The traditional hypothesis testing framework:

from scipy.stats import chi2_contingency, norm

def analyze_ab_test(control_conversions, control_total,
                    treatment_conversions, treatment_total):
    p_control = control_conversions / control_total
    p_treatment = treatment_conversions / treatment_total
    
    # Relative lift
    lift = (p_treatment - p_control) / p_control
    
    # Z-test for proportions
    p_pooled = (control_conversions + treatment_conversions) / \
               (control_total + treatment_total)
    se = math.sqrt(p_pooled * (1 - p_pooled) * 
                   (1/control_total + 1/treatment_total))
    z_stat = (p_treatment - p_control) / se
    p_value = 2 * (1 - norm.cdf(abs(z_stat)))
    
    # Confidence interval
    se_diff = math.sqrt(p_control * (1-p_control) / control_total +
                       p_treatment * (1-p_treatment) / treatment_total)
    ci_lower = (p_treatment - p_control) - 1.96 * se_diff
    ci_upper = (p_treatment - p_control) + 1.96 * se_diff
    
    return {
        'lift': f'{lift:.2%}',
        'p_value': f'{p_value:.4f}',
        'significant': p_value < 0.05,
        'ci_95': f'[{ci_lower:.4f}, {ci_upper:.4f}]'
    }

Bayesian Approach

Bayesian analysis provides probability statements about the treatment effect, which are often more useful for decision-making:

Question	Frequentist Answer	Bayesian Answer
”Is B better than A?"	"We reject H₀ at α=0.05"	"There’s a 94% probability B is better"
"How much better?"	"CI: [0.2%, 1.8%]"	"Expected lift: 1.0% with 95% credible interval [0.2%, 1.8%]"
"Should we ship?"	"p < 0.05, yes"	"94% chance of positive lift, expected value $120K/year”

Common Pitfalls

1. Peeking at Results

Checking results daily and stopping when p < 0.05 inflates false positive rates from 5% to 20-30%. Either commit to a fixed sample size or use sequential testing methods (e.g., spending functions).

2. Multiple Comparisons

Testing 10 metrics without correction guarantees at least one false positive.
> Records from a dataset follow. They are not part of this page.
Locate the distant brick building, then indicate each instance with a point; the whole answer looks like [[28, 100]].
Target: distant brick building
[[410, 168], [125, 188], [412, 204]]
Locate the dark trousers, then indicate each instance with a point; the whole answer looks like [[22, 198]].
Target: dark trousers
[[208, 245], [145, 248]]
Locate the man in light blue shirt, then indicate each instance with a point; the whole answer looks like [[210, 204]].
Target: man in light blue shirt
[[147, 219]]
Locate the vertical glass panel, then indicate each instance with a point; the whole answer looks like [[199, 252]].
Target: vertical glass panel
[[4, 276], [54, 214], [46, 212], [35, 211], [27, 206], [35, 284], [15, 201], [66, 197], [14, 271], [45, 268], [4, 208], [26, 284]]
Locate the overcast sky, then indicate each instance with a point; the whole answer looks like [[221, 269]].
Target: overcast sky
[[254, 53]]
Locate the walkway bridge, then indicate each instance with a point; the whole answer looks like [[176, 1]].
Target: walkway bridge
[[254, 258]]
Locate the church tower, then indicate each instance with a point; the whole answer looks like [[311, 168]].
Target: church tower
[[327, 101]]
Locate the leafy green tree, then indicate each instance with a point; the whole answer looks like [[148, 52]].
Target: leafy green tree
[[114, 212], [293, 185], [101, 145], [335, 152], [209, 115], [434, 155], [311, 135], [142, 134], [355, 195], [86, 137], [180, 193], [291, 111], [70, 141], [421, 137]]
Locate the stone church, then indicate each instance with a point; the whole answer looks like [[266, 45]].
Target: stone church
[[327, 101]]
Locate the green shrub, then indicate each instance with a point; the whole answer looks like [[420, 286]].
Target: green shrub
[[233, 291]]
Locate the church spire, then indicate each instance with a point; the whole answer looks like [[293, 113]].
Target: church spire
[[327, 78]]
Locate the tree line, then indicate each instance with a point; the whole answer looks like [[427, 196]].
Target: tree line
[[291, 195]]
Apply Bonferroni correction or pre-designate a single primary metric.

3. Simpson’s Paradox

A treatment can appear positive overall while being negative in every subgroup (or vice versa). Always check segment-level results.

4. Survivorship Bias

If users drop off differently between groups, your end-of-experiment comparison is biased. Analyze using intent-to-treat: include all randomized users, not just those who completed the flow.

Decision Framework

Scenario	Action
p < 0.05 and lift > MDE	Ship it — statistically and practically significant
p < 0.05 and lift < MDE	Reconsider — statistically significant but too small to matter
p > 0.05 and CI includes MDE	Inconclusive — need more data
p > 0.05 and CI excludes MDE	No effect — the treatment doesn’t work

The most dangerous outcome is declaring “no effect” when the experiment was simply under-powered. Always check if the confidence interval is narrow enough to rule out meaningful effects.